第59章 新しい仲間と船と
『ねぇ、みんな!!海に何か浮いてるよ!!』
「なんだなんだ。」
「タル!?見ろ!!“宝”って書いてあるぞ!!!もしかして!!『宝船』の落とし物じゃねェか!?」
「「お宝!?」」
お宝と聞いて慌てて下へ降りる。確かに重そうで大きい樽があった。船に持ち上げみんなでワイワイと囲んでいたが…
「残念、お酒と保存食よ。」
「何で見てねェのにわかんだよ!!」
「『海神御宝前』って書いてあるでしょ。それは『流し樽』といって、誰かが航海の無事を祈って海の守護神にお供え物をしたって事よ。『宝前』は“神様へ”って意味。」
さすがナミだ。

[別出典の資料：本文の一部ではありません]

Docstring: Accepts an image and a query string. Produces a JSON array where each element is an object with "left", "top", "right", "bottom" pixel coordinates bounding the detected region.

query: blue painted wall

そっか、宝物が入ってないのは残念だけど、でも結構珍しいの拾ったんじゃない?保存食なんていくらあっても良いわけだし、貰っても…
「おう、せっかく酒だろ。飲もうぜ。」
「え、もう飲んじゃうの?」
「バカ!お前バチが当たるぞ!!」
「お祈りすれば飲んでもいいのよ?」
「おれは神には祈らねェ。」
神様にお祈りして、だなんて確かにゾロには無理そう。まぁでも1番海賊らしいっちゃらしいかもしれないけど。
「波にもまれたお酒は格別に美味しいんだって。」
「そりゃ味わうべきだ!!よし、乾杯するぞ!!」
「飲んだ後は空樽にまた新しいお供えを入れて流すのがならわしよ。」
「へー…」
「開けろ開けろ、早く!」
「おい神様ー!!!おやつ貰うぞー!!!」
「空島で“神”をぶっ飛ばしてきたのはどこのどいつだよ…」
ルフィが神様に向かって軽く挨拶をした。ゾロのツッコミに確かに、となったが…まずあいつ神様じゃない。樽は鎖や紐などで固く結ばれていて、そう簡単に開かないらしく大分奮闘して開けていた。